Evasão escolar e a realidade brasileira
Enviada em 26/10/2019
Direito de aprender
O filme " Sociedade dos poetas mortos" mostra como a chegada de um professor de literatura em uma escola pode mudar de forma positiva o aprendizado dos alunos. Fora da ficção, observa-se que a precariedade escolar associado ao desinteresse dos jovens à aula corroboram para o aumento dos índices de fuga escolar no Brasil. Essa realidade contribui um desafio a ser resolvido não apenas pelo poder público, mas também pela sociedade.
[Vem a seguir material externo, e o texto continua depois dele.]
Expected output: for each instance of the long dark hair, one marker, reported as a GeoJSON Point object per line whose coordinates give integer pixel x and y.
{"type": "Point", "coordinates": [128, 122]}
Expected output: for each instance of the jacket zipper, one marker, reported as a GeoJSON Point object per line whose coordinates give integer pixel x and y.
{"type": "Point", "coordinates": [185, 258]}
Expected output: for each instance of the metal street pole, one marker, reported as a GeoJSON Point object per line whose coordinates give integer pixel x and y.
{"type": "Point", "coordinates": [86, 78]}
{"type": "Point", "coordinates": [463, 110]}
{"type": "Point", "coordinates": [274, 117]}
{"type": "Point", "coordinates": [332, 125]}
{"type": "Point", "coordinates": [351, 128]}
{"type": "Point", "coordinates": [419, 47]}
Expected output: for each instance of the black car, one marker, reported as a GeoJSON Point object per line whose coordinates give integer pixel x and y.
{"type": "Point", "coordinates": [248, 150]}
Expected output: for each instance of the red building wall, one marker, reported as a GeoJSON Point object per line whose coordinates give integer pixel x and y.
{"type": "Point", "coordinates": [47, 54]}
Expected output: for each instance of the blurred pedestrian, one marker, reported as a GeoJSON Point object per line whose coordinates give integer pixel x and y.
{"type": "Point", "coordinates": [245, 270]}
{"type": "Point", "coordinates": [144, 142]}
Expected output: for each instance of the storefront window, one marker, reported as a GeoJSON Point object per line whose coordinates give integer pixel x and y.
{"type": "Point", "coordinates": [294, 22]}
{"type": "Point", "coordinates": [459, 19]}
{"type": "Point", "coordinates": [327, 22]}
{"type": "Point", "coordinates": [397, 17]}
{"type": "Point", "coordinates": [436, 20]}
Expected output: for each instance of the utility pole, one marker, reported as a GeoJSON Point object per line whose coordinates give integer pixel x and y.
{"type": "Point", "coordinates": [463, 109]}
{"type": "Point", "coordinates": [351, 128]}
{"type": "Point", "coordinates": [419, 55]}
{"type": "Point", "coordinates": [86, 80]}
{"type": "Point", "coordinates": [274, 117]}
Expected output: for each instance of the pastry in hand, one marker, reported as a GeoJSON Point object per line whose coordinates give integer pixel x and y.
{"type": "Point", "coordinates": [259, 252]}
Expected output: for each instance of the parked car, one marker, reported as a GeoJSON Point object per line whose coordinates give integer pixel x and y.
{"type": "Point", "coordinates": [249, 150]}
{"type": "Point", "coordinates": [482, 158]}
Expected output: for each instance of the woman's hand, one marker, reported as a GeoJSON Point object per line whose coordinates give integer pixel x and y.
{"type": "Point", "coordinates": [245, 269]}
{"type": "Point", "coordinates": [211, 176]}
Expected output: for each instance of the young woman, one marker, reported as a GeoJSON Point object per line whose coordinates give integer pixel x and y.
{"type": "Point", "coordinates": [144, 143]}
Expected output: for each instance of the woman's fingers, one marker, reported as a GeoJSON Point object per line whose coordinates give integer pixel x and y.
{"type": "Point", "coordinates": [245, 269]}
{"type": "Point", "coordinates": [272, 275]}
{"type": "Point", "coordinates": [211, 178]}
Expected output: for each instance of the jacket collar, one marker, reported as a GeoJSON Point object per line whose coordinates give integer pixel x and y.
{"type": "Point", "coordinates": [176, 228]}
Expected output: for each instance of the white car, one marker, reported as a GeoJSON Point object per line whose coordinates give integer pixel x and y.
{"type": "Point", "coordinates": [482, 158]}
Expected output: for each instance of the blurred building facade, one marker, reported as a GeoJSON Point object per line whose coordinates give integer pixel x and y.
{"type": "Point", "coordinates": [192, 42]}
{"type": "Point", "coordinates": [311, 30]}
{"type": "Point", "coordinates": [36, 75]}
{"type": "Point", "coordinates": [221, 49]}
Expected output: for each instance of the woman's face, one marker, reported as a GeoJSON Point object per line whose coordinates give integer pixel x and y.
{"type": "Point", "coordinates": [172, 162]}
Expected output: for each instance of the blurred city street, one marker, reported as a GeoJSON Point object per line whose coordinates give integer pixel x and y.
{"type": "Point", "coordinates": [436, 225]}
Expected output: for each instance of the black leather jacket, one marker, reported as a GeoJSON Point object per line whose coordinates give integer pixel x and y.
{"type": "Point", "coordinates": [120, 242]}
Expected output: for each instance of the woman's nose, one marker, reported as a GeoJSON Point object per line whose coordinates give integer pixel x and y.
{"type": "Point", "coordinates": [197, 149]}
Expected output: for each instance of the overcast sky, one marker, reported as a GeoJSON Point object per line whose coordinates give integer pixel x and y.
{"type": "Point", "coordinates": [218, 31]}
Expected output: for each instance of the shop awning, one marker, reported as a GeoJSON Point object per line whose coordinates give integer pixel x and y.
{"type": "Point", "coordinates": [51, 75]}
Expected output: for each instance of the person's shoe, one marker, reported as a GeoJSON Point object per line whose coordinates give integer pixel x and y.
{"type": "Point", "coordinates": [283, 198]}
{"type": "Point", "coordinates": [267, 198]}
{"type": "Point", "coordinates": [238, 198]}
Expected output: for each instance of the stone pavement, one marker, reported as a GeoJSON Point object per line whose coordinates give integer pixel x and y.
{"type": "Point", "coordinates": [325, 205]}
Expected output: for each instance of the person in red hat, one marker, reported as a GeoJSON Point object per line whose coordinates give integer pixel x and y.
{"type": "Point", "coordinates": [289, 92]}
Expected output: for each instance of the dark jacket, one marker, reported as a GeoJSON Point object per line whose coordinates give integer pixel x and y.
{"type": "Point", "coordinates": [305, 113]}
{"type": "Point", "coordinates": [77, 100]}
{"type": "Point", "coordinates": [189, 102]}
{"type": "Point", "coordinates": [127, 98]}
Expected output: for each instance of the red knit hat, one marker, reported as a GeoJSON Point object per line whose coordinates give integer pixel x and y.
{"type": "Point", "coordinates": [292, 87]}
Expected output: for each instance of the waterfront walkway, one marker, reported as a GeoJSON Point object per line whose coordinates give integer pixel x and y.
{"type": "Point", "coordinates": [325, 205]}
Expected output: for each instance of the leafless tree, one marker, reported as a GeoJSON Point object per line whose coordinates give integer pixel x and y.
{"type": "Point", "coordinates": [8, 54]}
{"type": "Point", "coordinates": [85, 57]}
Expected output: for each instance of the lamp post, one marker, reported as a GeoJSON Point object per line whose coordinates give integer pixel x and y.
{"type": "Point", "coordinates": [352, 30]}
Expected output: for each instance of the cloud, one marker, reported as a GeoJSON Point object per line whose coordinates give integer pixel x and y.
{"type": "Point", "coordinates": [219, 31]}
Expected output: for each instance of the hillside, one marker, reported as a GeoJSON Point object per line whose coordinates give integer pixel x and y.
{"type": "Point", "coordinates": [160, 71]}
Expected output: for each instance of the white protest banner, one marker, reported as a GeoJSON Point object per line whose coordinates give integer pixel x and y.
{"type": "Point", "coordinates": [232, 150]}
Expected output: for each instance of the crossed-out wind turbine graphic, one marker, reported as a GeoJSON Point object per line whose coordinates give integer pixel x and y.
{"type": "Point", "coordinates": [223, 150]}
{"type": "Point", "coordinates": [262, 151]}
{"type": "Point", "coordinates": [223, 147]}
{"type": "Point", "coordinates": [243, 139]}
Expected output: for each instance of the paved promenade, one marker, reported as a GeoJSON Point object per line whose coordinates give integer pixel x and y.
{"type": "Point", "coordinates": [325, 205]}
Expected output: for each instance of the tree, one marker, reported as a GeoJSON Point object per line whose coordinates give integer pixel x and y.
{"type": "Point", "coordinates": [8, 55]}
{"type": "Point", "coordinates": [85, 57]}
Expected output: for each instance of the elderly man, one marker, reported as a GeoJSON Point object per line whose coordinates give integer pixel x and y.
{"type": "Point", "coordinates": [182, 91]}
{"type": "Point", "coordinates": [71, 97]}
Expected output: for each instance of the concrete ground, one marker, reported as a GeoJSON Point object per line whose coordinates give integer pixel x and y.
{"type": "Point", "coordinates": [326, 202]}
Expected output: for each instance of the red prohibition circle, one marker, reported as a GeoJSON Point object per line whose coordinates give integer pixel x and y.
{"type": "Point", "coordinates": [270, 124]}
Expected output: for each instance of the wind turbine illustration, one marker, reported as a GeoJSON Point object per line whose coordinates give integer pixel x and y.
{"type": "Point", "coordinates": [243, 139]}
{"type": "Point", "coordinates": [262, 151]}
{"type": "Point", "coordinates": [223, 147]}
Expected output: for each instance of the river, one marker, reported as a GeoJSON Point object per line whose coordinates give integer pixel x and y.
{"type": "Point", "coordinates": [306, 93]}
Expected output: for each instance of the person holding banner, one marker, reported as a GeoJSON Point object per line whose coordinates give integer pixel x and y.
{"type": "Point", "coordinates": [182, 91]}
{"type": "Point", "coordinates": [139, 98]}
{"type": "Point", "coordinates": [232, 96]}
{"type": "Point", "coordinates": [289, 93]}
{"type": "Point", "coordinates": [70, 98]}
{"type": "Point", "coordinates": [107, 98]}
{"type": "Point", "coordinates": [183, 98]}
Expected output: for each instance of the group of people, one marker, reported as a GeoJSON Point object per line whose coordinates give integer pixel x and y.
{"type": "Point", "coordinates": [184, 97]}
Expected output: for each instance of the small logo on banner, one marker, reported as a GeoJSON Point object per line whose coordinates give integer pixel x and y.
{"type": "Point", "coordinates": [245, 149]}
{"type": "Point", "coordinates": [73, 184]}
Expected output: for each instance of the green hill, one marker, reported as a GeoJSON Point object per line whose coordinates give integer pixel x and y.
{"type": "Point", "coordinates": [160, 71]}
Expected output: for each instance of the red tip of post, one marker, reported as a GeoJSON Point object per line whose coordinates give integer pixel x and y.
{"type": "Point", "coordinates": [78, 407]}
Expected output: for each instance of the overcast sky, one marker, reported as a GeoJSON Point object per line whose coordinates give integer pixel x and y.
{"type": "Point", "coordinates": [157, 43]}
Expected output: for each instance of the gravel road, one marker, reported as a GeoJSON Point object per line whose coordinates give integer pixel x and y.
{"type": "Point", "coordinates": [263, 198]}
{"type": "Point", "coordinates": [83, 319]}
Desse modo, faz-se pertinente analisar a importância do Estado no âmbito social. Segundo o ex-político Nelson Mandela, a educação é a arma mais poderosa que se pode usar para mudar um país. Nesse sentido, a falta de ensino eficaz contribui no aumento da inserção precária de adolescentes no mercado de trabalho. Nos últimos anos cresceu o número de estudantes que concluiu o ensino médio, porém, há ainda cerca de 1,3 milhões entre 15 e 17 anos que não terminou de estudar, conforme pesquisa realizada pelo Instituto Brasileiro de Geografia e Estatística.
Ademais, percebe-se que os métodos antiquados de ensino e a necessidade de contribuir com a renda familiar faz com que os jovens diminua o interesse em ir à escola. Acerca dessa premissa, uma análise feita com base nos dados do Ministério da Educação (MEC) revela que quanto menor for a receita familiar maior a chance de evasão escolar.
Urge, portanto, que o Governo Federal trabalhe em parceria com a sociedade para sanar o quadro atual. Assim, cabe às instituições educacionais através do MEC criar palestras motivacionais, por meio de auxílio do corpo docente e assistência social, com o objetivo de orientar pais e alunos sobre a importância de concluir o estudo. Essa conferência deverá ser feita trimestralmente, observando a conduta de cada aluno a fim de inibir o abandono à escola. A partir dos resultados, será possível garantir motivação e melhor capacidade motora, como aconteceu com os alunos de “Sociedade dos poetas mortos” em sua escola.